Reports during the day said that Internet communication networks were shut down, with users having to resort to WiFi to stay online. Banks across the country have been closed, with images surfacing of large queues for ATM machines.

Speaking with expats in the country, who also preferred not to be named, have voiced their concerns, claiming there is a mood of “fear” in some parts of the country.

One teacher based in Yangon, said, “I teach online now due to Covid19. I woke up and couldn’t connect to the Internet for my classes. Later the Internet came back, cutting in and out. All classes at my school had to be suspended."

“I have been told not to go outside. The mood is one of fear. Everyone is keeping quiet, not even posting on Facebook and afraid of what is to come.”

Another expat, a business owner in Yangon, said that there is “hope for a peaceful outcome” but admitted they were “ready to evacuate if the situation escalates.”

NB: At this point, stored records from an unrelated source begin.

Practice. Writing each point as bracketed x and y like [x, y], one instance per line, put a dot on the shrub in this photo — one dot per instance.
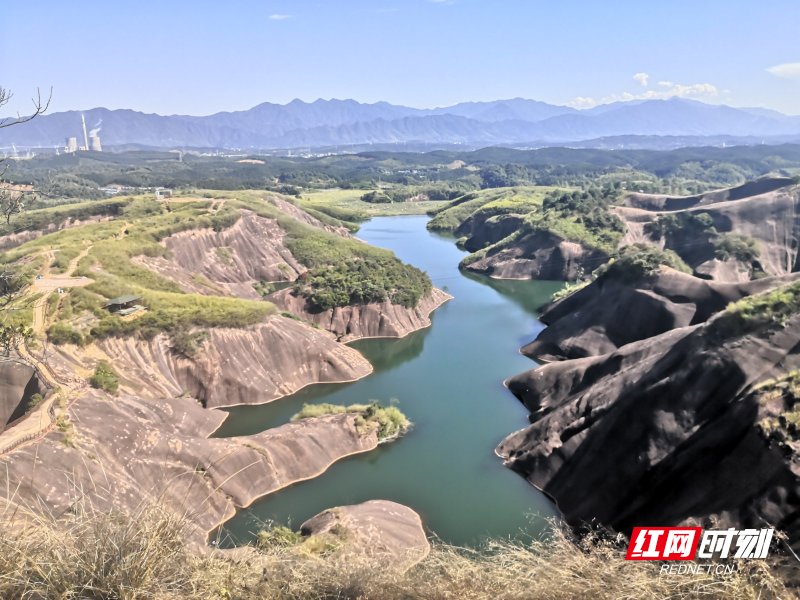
[388, 422]
[640, 260]
[187, 343]
[772, 309]
[376, 197]
[62, 333]
[733, 245]
[105, 378]
[277, 537]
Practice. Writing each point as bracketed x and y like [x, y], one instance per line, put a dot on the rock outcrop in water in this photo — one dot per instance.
[233, 366]
[379, 528]
[539, 255]
[118, 452]
[685, 426]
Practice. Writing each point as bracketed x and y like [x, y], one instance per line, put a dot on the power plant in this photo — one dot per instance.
[91, 140]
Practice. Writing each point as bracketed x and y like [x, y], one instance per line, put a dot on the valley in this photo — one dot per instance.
[345, 361]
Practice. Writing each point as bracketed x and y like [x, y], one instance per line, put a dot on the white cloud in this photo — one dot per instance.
[786, 70]
[666, 89]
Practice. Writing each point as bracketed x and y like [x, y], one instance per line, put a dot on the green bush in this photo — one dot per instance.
[733, 245]
[277, 537]
[105, 378]
[388, 422]
[363, 280]
[62, 333]
[640, 260]
[771, 309]
[376, 197]
[187, 343]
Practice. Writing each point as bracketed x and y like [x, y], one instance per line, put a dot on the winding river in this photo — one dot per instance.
[448, 379]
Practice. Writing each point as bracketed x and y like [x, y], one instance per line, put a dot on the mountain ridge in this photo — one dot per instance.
[343, 122]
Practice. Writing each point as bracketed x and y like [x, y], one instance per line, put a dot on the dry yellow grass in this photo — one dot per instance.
[142, 556]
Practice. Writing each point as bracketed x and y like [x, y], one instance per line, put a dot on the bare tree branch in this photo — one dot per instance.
[39, 107]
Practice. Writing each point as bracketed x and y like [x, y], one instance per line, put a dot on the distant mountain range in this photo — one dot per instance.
[330, 123]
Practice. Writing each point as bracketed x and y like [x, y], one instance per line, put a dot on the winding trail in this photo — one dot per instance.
[42, 419]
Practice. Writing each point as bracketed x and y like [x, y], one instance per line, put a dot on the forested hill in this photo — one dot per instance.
[326, 123]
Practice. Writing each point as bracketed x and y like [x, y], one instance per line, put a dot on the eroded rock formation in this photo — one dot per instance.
[232, 366]
[611, 312]
[349, 323]
[118, 452]
[18, 383]
[665, 430]
[379, 528]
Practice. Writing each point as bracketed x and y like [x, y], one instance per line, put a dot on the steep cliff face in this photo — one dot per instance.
[18, 382]
[611, 312]
[538, 255]
[484, 228]
[666, 430]
[766, 211]
[349, 323]
[233, 366]
[229, 261]
[123, 451]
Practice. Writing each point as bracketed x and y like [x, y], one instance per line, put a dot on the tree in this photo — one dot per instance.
[13, 200]
[13, 197]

“There are tanks and military vehicles in the downtown areas. I’m worried that large-scale protests will be met with excessive use of force. As a parent, my main concern is my children,” the expat said.

The latest update on Monday evening was that local Burmese news reported 24 people including ministers of Suu Kyi’s government were dismissed, whilst 11 new ministers were been appointed by the military.